“I think that it’s extraordinarily important that we in computer science keep fun in computing. When it started out, it was an awful lot of fun. Of course, the paying customers got shafted every now and then, and after a while we began to take their complaints seriously. We began to feel as if we really were responsible for the successful, error-free perfect use of these machines. I don’t think we are, I think we’re responsible for stretching them, setting them off in new directions, and keeping fun in the house.
I hope the field of computer science never loses its sense of fun. Above all, I hope we don’t become missionaries. Don’t feel as if you’re Bible salesmen. The world has too many of those already. What you know about computing other people will learn. Don’t feel as if the key to successful computing is only in your hands. What’s in your hands, I think and hope, is intelligence: the ability to see the machine as more than when you were first led up to it, that you can make it more.”
– Alan Perlis, in the dedication section of the book.

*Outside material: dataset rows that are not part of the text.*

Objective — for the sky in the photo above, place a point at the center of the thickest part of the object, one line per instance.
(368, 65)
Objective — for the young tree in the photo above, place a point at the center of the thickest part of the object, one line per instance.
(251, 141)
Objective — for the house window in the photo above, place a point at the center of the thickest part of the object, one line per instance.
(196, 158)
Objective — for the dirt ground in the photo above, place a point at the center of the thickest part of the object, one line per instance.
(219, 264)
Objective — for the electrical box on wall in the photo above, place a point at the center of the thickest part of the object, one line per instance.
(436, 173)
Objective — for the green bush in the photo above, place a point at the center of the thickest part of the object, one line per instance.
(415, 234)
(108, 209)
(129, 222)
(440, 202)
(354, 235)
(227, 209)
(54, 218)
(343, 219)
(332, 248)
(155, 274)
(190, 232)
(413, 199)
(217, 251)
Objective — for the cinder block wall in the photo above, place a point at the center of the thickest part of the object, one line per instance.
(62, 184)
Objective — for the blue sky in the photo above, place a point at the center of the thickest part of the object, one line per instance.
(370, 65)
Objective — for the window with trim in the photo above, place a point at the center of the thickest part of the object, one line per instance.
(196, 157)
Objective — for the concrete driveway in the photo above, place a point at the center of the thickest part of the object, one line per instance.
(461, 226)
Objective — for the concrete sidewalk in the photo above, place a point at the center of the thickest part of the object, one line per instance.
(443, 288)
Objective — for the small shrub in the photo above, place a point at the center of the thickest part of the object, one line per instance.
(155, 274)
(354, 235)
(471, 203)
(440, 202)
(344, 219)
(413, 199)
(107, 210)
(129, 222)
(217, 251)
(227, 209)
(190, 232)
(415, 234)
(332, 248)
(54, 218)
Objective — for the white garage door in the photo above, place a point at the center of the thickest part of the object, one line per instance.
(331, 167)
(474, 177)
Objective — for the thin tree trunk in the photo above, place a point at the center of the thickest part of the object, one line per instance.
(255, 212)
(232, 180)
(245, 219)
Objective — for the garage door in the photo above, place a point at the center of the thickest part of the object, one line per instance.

Rewording the quote above, Structure and Interpretation of Computer Programs is a book helps you to “see the machine as more than when you were first led up to it, that you can make it more.” The book doesn’t just teach you to code – it teaches you new ways – better ways to think about fundamental things like data, computers, instructions and the notion of thinking itself.
The book is not only full of pointers to other disciplines like mathematics and physics (at one point the authors draw parallels between a world line and a stream of data), but also contains numerous intriguing facts (like how Fermat wrote “I have discovered a truly remarkable proof, but this margin is too small to contain it”, for a theorem in one of his notebooks and it took mathematicians over 300 years to prove it and how Heron of Alexandria was developing algorithms to find square roots in the first century A.D.).
What makes it even better is the fact that imperative programming is not introduced until page 200. The authors introduce functional programming first – in fact they even show how complex mathematical tasks like computing integrals can be done using only functional programming with far more elegance.
The icing on the cake is that it contains extremely refined information and beautiful ways to think about a wide range of topics from Computer Science. To name a few, it talks about recursion, mathematical notation like Big O, creating small languages for specific purposes (the so called “Domain Specific Languages”), a huge variety of data structures, advantages and pitfalls of concurrency, linguistic abstraction (a large portion of chapter 4 is about writing an interpreter for Lisp in Lisp itself), databases, compilers, computer organization and architecture (all of chapter 5 is about this low level stuff).
Once again, paraphrasing the quote above, I hope I don’t sound like a “Bible salesman” for SICP. However, I sincerely believe that you should at least try to read SICP, irrespective of your profession. It will not only teach you about computers (which is always useful to know about, especially in today’s world), but also superior ways to think.